La présidente de la CDPDJ s'en prend également à l'application de la Loi facilitant la divulgation d'actes répréhensibles à l'égard des organismes publics, en vertu de laquelle le Protecteur du citoyen a reçu ces plaintes. Cette nouvelle loi visant à protéger les lanceurs d'alerte est entrée en vigueur le printemps dernier. On soulève dans la requête que la loi ne «s'applique pas aux divulgations effectuées à des fins personnelles et non d'intérêt public».

La requête de 14 pages est lourdement caviardée en raison de la confidentialité de l'enquête toujours en cours, soutient Me Décary. De plus, plusieurs paragraphes caviardés portent sur des lettres confidentielles entre avocats, précise-t-il. La liste des 20 pièces déposées sous scellé est également caviardée.

Crise interne

Tamara Thermitus soutient dans sa requête avoir constaté à son arrivée en poste en février dernier que la Commission était aux prises avec plusieurs problèmes «majeurs». Elle dit avoir voulu apporter des changements afin de «répondre aux exigences de la fonction publique moderne». «[Elle] remet en question le statu quo en place, ce qui semble déranger plusieurs employés de la CDPDJ», indique-t-on.

La présidente de la Commission s'est retrouvée au coeur d'une crise interne dès le début de son mandat. Au mois de juillet, des employés de la Commission avaient porté plainte devant le Protecteur du citoyen, lui reprochant «abus d'autorité, mauvaise gestion et manque de respect» envers le personnel. Une vingtaine de témoins ont corroboré ces plaintes devant le Protecteur du citoyen, avait rapporté La Presse.

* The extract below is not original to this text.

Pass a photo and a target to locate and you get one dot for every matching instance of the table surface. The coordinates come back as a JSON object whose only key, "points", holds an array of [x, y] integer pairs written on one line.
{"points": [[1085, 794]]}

Jointes par La Presse, des sources internes à la CDPDJ avaient confié anonymement que la présidente se livrait à «un derby de démolition» et à une «chasse aux sorcières».

Six semaines plus tard, trois commissaires de la CDPDJ ont dénoncé, à leur tour, la gestion de Mme Thermitus. À ce moment, 8 des 15 postes de cadres au sein de la Commission étaient vacants, plusieurs hauts dirigeants se trouvant en arrêt de travail.

La ministre de la Justice, Stéphanie Vallée, avait réagi en nommant en octobre une vérificatrice externe, Lise Verreault, pour établir un diagnostic de la crise. Cette dernière lui a remis son rapport le 15 décembre. Le document, de même que le projet d'enquête du Protecteur, n'a pas actuellement été rendu public.

Tamara Thermitus est remplacée temporairement par le vice-président Camil Picard. Selon nos informations, la majorité des hauts dirigeants de la Commission sont maintenant de retour au travail.